SETIAP keputusan tak mungkin memuaskan semua pihak. Postulat itu pula yang berlaku tiap kali pemerintah membuat kebijakan, termasuk menaikkan harga bahan bakar minyak (BBM) mulai 3 September 2022.

BBM ialah kebutuhan pokok masyarakat. Karena itu, ketika harganya dinaikkan, ia pasti mendapatkan resistensi luar biasa. Dampak yang diakibatkannya memang tak main-main karena harga BBM berpengaruh langsung pada harga-harga kebutuhan rakyat lainnya.

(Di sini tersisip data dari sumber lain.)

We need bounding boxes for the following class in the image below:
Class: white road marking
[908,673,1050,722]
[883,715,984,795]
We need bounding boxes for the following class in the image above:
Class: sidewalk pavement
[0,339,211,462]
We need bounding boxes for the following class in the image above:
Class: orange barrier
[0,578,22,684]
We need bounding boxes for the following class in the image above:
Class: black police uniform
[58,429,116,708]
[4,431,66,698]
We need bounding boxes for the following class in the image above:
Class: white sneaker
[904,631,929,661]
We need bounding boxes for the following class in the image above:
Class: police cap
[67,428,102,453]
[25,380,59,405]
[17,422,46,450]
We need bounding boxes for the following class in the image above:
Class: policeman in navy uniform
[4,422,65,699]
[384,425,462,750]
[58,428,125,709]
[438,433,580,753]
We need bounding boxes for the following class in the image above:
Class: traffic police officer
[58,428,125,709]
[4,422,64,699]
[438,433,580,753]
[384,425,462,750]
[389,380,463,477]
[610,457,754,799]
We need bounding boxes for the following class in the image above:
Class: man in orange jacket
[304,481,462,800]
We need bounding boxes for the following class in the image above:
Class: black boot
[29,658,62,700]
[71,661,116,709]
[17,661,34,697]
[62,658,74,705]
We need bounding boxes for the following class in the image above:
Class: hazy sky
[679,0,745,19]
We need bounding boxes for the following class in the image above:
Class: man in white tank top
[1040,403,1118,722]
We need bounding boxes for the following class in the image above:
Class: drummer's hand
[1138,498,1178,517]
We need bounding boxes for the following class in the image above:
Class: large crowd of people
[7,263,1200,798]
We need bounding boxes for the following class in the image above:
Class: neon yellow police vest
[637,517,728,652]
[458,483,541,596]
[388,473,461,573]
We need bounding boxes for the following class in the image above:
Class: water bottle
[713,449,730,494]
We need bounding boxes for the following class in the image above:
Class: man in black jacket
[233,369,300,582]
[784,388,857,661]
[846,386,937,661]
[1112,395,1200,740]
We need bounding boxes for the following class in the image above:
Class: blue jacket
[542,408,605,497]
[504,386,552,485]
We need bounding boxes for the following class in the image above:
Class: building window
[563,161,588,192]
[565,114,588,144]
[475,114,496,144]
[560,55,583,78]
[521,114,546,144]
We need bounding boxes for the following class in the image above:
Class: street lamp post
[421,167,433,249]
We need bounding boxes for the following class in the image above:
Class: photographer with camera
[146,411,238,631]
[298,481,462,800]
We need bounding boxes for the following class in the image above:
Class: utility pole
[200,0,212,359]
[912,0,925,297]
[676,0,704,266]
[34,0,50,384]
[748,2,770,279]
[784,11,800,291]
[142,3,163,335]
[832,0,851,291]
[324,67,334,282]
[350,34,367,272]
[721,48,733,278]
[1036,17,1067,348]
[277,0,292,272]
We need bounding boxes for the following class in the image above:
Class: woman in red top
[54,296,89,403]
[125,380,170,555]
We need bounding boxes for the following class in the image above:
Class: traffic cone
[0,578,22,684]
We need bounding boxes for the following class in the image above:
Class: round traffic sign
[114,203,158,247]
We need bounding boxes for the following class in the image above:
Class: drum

Pada konteks itu, wajar, sangat wajar, jika keputusan pemerintah menaikkan harga pertalite dari Rp7.650 per liter menjadi Rp10.000 per liter dan solar bersubsidi dari Rp5.150 menjadi Rp6.800 per liter mendapatkan penolakan. Pun dengan penaikan pertamax dari Rp12.500 menjadi Rp14.500 liter.

Banyak yang menganggap penaikan tersebut terlalu besar. Tidak sedikit yang menyebut pemerintah kelewatan karena dalam situasi yang masih sulit, harga BBM malah dibuat melejit. Tuduhan pemerintah tidak kreatif, tidak prorakyat, dan bisanya hanya menyusahkan rakyat bertebaran di mana-mana.

Tak cuma di dunia maya, sikap kontra juga ditunjukkan di dunia nyata. Sebagian kalangan mulai turun ke jalan-jalan, kemarin. Mahasiswa di sejumlah daerah, termasuk di DKI Jakarta, berunjuk rasa menentang kebijakan pemerintah yang memang tak populer tersebut. Demonstrasi besar-besaran pun akan dilakukan elemen buruh, hari ini.

Salahkah mereka? Negeri ini ialah negara demokrasi. Karena itu, sah-sah saja orang melakukan demonstrasi untuk menyampaikan aspirasi. Tidak ada satu pun yang boleh dan berhak melarang orang berunjuk rasa, termasuk unjuk rasa menolak penaikan harga BBM.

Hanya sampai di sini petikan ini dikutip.